European Case Law Identifier: ECLI:AT:OGH0002:1984:0070OB00684.840.1122.000
Spruch:
Der Revisionsrekurs wird zurückgewiesen.
Begründung:
Der am ***** 1972 geborene F***** L***** entstammt der Ehe des österreichischen Staatsbürgers P***** L***** mit der niederländischen Staatsbürgerin Y***** S*****. Der Minderjährige war bei seiner Geburt österreichischer Staatsbürger. Die Ehe der Eltern wurde mit Urteil des Landesgerichts für Zivilrechtsachen Wien vom 1. 2. 1979, 15 Cg 360/78‑9, rechtskräftig geschieden. Anlässlich der Ehescheidung schlossen die Eheleute einen nachträglich vom Pflegschaftsgericht genehmigten Vergleich, demzufolge die sich aus § 144 ABGB ergebenden Rechte bezüglich des Minderjährigen ausschließlich der Mutter zustehen sollen. Die Mutter ist nach der Ehescheidung mit dem Minderjährigen in die Niederlande übersiedelt, wo sie, als Vertreterin des Minderjährigen, um die Verleihung der niederländischen Staatsbürgerschaft für diesen ansuchte. Tatsächlich wurde dem Minderjährigen aufgrund dieses Ansuchens mit Wirkung vom 9. 12. 1980 die niederländische Staatsbürgerschaft verliehen.

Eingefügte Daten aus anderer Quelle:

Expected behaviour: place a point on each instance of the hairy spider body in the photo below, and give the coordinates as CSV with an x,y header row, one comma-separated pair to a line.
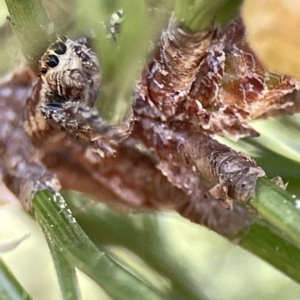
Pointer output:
x,y
65,98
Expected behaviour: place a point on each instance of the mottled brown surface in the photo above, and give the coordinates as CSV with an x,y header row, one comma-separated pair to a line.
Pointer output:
x,y
196,85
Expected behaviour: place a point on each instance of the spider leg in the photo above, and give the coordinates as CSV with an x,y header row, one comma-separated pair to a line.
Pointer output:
x,y
83,122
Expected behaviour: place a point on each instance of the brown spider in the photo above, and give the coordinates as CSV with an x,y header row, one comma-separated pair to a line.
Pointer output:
x,y
195,86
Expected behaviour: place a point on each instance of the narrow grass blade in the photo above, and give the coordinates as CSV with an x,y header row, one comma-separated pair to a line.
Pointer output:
x,y
65,271
10,288
52,212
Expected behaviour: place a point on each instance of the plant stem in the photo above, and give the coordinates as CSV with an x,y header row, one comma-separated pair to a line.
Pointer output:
x,y
197,15
10,288
278,208
32,27
52,212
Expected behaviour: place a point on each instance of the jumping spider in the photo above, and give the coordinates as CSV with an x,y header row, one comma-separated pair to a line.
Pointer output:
x,y
70,85
186,94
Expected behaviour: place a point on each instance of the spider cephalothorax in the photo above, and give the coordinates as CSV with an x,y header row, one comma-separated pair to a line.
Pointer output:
x,y
71,71
65,97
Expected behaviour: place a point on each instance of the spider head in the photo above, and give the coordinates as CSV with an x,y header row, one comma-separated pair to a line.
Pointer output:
x,y
70,70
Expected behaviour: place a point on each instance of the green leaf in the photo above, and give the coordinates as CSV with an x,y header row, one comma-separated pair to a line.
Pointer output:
x,y
52,213
10,288
65,271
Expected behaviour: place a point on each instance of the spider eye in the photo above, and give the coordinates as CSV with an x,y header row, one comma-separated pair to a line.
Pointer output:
x,y
62,38
43,70
60,48
52,61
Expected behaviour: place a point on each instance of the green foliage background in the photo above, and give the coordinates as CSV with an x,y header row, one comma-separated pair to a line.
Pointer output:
x,y
208,263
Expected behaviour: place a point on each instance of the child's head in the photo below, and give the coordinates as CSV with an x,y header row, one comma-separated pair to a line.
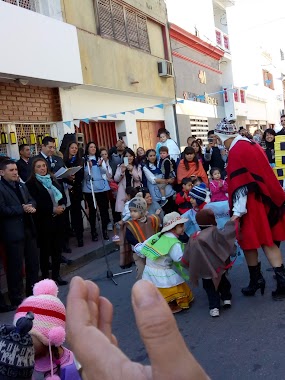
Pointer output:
x,y
137,207
49,316
131,192
198,195
196,181
163,152
186,184
205,218
163,136
216,173
173,222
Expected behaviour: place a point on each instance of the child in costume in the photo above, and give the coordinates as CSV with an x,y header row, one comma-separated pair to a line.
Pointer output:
x,y
198,196
52,360
183,199
140,228
163,251
207,255
218,186
166,167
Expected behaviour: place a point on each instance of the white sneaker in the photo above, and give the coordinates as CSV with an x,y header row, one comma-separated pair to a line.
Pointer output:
x,y
215,312
227,304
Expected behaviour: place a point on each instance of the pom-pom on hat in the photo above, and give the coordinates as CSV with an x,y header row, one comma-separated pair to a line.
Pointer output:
x,y
49,313
199,193
138,203
17,355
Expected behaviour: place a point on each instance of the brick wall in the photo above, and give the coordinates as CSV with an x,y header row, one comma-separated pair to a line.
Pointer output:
x,y
20,103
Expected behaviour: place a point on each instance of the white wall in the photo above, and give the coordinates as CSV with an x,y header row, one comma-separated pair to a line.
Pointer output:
x,y
82,103
38,46
190,13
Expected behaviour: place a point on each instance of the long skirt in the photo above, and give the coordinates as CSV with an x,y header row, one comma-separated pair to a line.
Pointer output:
x,y
181,293
255,229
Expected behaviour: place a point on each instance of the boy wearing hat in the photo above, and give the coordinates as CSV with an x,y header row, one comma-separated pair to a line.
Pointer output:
x,y
198,196
164,251
140,228
258,200
207,255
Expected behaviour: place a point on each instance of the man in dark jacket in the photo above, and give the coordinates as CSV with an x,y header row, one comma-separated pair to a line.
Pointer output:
x,y
24,164
215,156
17,232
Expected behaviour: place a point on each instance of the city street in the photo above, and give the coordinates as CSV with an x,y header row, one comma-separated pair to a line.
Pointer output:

Die Vorinstanzen haben den Antrag der Mutter, dem Vater eine monatliche Unterhaltszahlung von 4.000 S für den Minderjährigen aufzuerlegen, mit der Begründung zurückgewiesen, für einen ausländischen Staatsbürger, der seinen gewöhnlichen Aufenthalt nicht im Inland hat, sei im Inland keine Pflegschaft zu führen, weshalb allfällige Unterhaltsansprüche nur im streitigen Verfahren geltend gemacht werden könnten. Durch den Erwerb der niederländischen Staatsbürgerschaft aufgrund eines Ansuchens seines gesetzlichen Vertreters habe der Minderjährige gemäß § 27 StbG die österreichische Staatsbürgerschaft verloren. Demnach sei keine außerstreitige Gerichtsbarkeit für ihn im Inland gegeben.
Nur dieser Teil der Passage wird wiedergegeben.